Querying in cypher a subgraph from my DB

Hello everyone,

I’m looking for guidance on how to efficiently write Cypher queries for a subgraph within my Neo4j database.

Specifically, my use case is similar to the one described here (apologies for the duplicate, but the original post is 6 years old, so I’d like to know if there are updated approaches :sweat_smile:).

Context:

I have a "3D" graph where one of the axes represents time, tracking changes over time. The graph’s latest state can be queried by anchoring to a :LATEST node, which acts as a pivot for all nodes and relationships in the “current” state of the graph.

For example:

MATCH (t:TIME:LAST)<-[:AT]-(n)
OPTIONAL MATCH (n)-[r]->(m)-[:AT]->(t)
RETURN n, m, r

This returns all nodes and relationships in the 2D "latest" slice of my graph.

I also have several complex 2D queries that operate on the graph, and I’d like to run them on the latest slice while ignoring the temporal aspect whenever it’s unnecessary.

Constraints:

  1. I cannot store the latest subgraph in a separate database, as it changes frequently (multiple times per day).
  2. In the future, I’d like to be able to query any 2D slice (not just the latest) of the temporal graph.
  3. I query through Neo4j's Go Driver.

Is there an optimal solution for running queries on such subgraphs? I’m particularly curious if there are recent updates or best practices for this scenario.

Thanks in advance!

1 Like

What you are proposing makes sense. You need to find the subgraph whose root node is the most recent, then execute any query on this subgraph using the found root node as your starting place. What issues are you encountering?

2 Likes

The challenge is figuring out a way to dynamically run any query on a specific subgraph tied to a given timestamp. Ideally:

Input: A 2D query + a timestamp
Output: The query result, but limited to the subgraph for that timestamp

Neo4j doesn’t make it easy to isolate queries to a “virtual subgraph” based on another query's constraints. If there’s no clean way to do this, I’ll probably just rewrite my queries to work with the temporal structure.

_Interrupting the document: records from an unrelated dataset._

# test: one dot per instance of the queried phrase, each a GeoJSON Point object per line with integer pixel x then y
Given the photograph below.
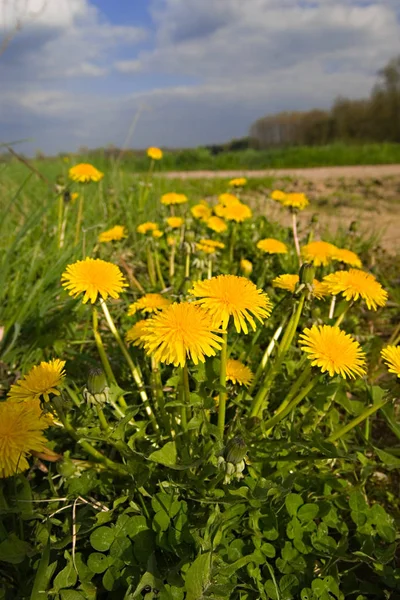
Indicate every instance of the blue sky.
{"type": "Point", "coordinates": [180, 72]}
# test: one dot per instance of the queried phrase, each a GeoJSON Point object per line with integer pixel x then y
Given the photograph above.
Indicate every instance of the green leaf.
{"type": "Point", "coordinates": [13, 550]}
{"type": "Point", "coordinates": [97, 562]}
{"type": "Point", "coordinates": [166, 456]}
{"type": "Point", "coordinates": [198, 576]}
{"type": "Point", "coordinates": [358, 507]}
{"type": "Point", "coordinates": [72, 595]}
{"type": "Point", "coordinates": [65, 578]}
{"type": "Point", "coordinates": [102, 538]}
{"type": "Point", "coordinates": [392, 462]}
{"type": "Point", "coordinates": [307, 512]}
{"type": "Point", "coordinates": [293, 502]}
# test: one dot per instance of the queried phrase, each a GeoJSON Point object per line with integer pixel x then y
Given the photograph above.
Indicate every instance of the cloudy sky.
{"type": "Point", "coordinates": [179, 72]}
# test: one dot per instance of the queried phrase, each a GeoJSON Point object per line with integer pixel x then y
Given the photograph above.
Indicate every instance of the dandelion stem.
{"type": "Point", "coordinates": [295, 235]}
{"type": "Point", "coordinates": [134, 369]}
{"type": "Point", "coordinates": [150, 266]}
{"type": "Point", "coordinates": [279, 416]}
{"type": "Point", "coordinates": [98, 456]}
{"type": "Point", "coordinates": [222, 382]}
{"type": "Point", "coordinates": [79, 218]}
{"type": "Point", "coordinates": [290, 331]}
{"type": "Point", "coordinates": [209, 269]}
{"type": "Point", "coordinates": [60, 217]}
{"type": "Point", "coordinates": [364, 415]}
{"type": "Point", "coordinates": [103, 421]}
{"type": "Point", "coordinates": [101, 350]}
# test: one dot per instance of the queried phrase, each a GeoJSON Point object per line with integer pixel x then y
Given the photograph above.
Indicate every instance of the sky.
{"type": "Point", "coordinates": [179, 73]}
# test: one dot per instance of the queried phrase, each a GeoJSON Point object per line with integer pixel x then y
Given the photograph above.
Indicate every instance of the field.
{"type": "Point", "coordinates": [198, 408]}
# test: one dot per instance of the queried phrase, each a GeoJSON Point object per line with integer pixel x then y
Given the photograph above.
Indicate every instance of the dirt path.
{"type": "Point", "coordinates": [313, 174]}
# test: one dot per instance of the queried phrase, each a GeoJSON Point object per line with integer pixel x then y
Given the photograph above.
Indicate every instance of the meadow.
{"type": "Point", "coordinates": [198, 388]}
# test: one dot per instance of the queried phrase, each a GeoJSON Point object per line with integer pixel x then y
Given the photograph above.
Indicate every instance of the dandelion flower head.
{"type": "Point", "coordinates": [348, 257]}
{"type": "Point", "coordinates": [41, 381]}
{"type": "Point", "coordinates": [238, 182]}
{"type": "Point", "coordinates": [355, 284]}
{"type": "Point", "coordinates": [228, 296]}
{"type": "Point", "coordinates": [175, 222]}
{"type": "Point", "coordinates": [238, 373]}
{"type": "Point", "coordinates": [179, 332]}
{"type": "Point", "coordinates": [84, 173]}
{"type": "Point", "coordinates": [93, 277]}
{"type": "Point", "coordinates": [333, 351]}
{"type": "Point", "coordinates": [154, 153]}
{"type": "Point", "coordinates": [21, 432]}
{"type": "Point", "coordinates": [150, 303]}
{"type": "Point", "coordinates": [201, 211]}
{"type": "Point", "coordinates": [391, 357]}
{"type": "Point", "coordinates": [146, 227]}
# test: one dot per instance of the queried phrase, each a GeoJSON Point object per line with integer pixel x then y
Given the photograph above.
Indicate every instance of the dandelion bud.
{"type": "Point", "coordinates": [235, 450]}
{"type": "Point", "coordinates": [246, 266]}
{"type": "Point", "coordinates": [96, 390]}
{"type": "Point", "coordinates": [96, 381]}
{"type": "Point", "coordinates": [306, 274]}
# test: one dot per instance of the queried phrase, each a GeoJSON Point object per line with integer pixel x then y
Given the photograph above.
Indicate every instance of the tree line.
{"type": "Point", "coordinates": [373, 119]}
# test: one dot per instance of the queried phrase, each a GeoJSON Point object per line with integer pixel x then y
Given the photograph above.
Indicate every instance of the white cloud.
{"type": "Point", "coordinates": [238, 59]}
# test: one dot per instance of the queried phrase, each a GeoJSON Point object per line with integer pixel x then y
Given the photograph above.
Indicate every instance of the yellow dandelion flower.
{"type": "Point", "coordinates": [278, 195]}
{"type": "Point", "coordinates": [92, 277]}
{"type": "Point", "coordinates": [148, 304]}
{"type": "Point", "coordinates": [41, 381]}
{"type": "Point", "coordinates": [246, 266]}
{"type": "Point", "coordinates": [289, 283]}
{"type": "Point", "coordinates": [355, 284]}
{"type": "Point", "coordinates": [201, 211]}
{"type": "Point", "coordinates": [21, 432]}
{"type": "Point", "coordinates": [238, 182]}
{"type": "Point", "coordinates": [348, 257]}
{"type": "Point", "coordinates": [175, 222]}
{"type": "Point", "coordinates": [84, 173]}
{"type": "Point", "coordinates": [296, 200]}
{"type": "Point", "coordinates": [237, 212]}
{"type": "Point", "coordinates": [212, 243]}
{"type": "Point", "coordinates": [319, 253]}
{"type": "Point", "coordinates": [391, 356]}
{"type": "Point", "coordinates": [238, 373]}
{"type": "Point", "coordinates": [113, 235]}
{"type": "Point", "coordinates": [135, 334]}
{"type": "Point", "coordinates": [333, 351]}
{"type": "Point", "coordinates": [206, 248]}
{"type": "Point", "coordinates": [272, 246]}
{"type": "Point", "coordinates": [228, 199]}
{"type": "Point", "coordinates": [146, 227]}
{"type": "Point", "coordinates": [229, 295]}
{"type": "Point", "coordinates": [154, 153]}
{"type": "Point", "coordinates": [179, 332]}
{"type": "Point", "coordinates": [173, 198]}
{"type": "Point", "coordinates": [216, 224]}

Still, it’d be awesome to have a way to define a virtual subgraph and run queries within it without manually updating every query.

1 Like

Can you provide some test data, or a diagram of your data and key properties?

1 Like

Hi, thanks for the attention you are putting to our problem :slight_smile: , I am a coworker of Julien and I created a diagram of one a the situations we would like to solve

We basically need our old queries (working on a "2D" graph) to apply on our new "3D" graph without worrying about them "leaking" into past nodes.

Available if you need any additional data

1 Like

I am concerned with the two "AT" relationships from the File to each TIME nodes. You said the file did not change, but you are going to add a relationship to each new TIME node each time a new subgraph is versioned? Are you going to have an AT relationship from each node of a subgraph point back to the TIME node? This is going to be a lot of unnecessary maintenance.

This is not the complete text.